- Blu-ray cover
- Directed by: Steve Rudzinski
- Written by: Bill Murphy Steve Rudzinski
- Based on: The Amityville Horror
- Starring: Aleen Isley Garrett Hunter Autumn Ivy
- Cinematography: Scott Lewis Steve Rudzinski
- Edited by: Steve Rudzinski
- Music by: Mike Trebilcock
- Release date: September 19, 2022;
- Running time: 55 minutes
- Country: United States
- Language: English

= Amityville Christmas Vacation =

Amityville Christmas Vacation is a 2022 comedy horror film that was directed by Steve Rudzinski, based on a script he co-wrote with Bill Murphy. The film is one of several films that uses the title of Amityville, but is not an official part of the franchise based on the 1977 book The Amityville Horror or any of the other media that shares the name Amityville.

==Synopsis==
The film opens with an unspecified person stating that they need a human sacrifice to keep evil forces at bay. They have decided to sacrifice Wally Griswold after seeing an article about him performing a heroic feat in the news, justifying their actions by saying that all cops are bastards and that Wally is likely no different. The movie then cuts to Wally, who has just received a letter stating that he has won a free stay at a bed and breakfast located in Amityville, New York. Despite never entering any such contest, Wally packs his bags and travels to the home, where he's greeted by the owner, Samantha. She helps him settle in, deliberately hiding that the home is haunted by a murderous ghost, Jessica.

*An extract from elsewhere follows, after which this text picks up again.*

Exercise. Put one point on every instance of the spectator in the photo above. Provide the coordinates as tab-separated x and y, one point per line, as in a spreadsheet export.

As Christmas Eve progresses, Wally and Jessica fall in love with one another. This raises the ire of Jessica's boss, as she works for a ghost agency whose offerings include murder. The two must also contend with a ghost hunter who traps Jessica. Ultimately the two overcome these obstacles and Jessica is brought back to life so she and Wally can stay together.

==Cast==
- Steve Rudzinski as Wally Griswold
- Aleen Isley as Jessica
- Garrett Hunter as Vincent Phillip II
- Autumn Ivy as Zelda
- Scott Lewis as Creighton Spool
- Marci Leigh as Samantha

==Release==
Amityville Christmas Vacation was released to video on demand platforms in late 2022. A trailer for the film was released in December of that same year; Collider reacted to the trailer, writing that "hopefully, this film is as funny as the ridiculous premise sounds and not as cringeworthy as the trailer looks."

==Reception==
Bloody Disgusting praised the film as being "amusingly self-aware" while also stating that "Like most comedies, audience mileage will vary depending on their tolerance for low-brow jokes." Horror Society was also positive in their review, citing the acting as a highlight.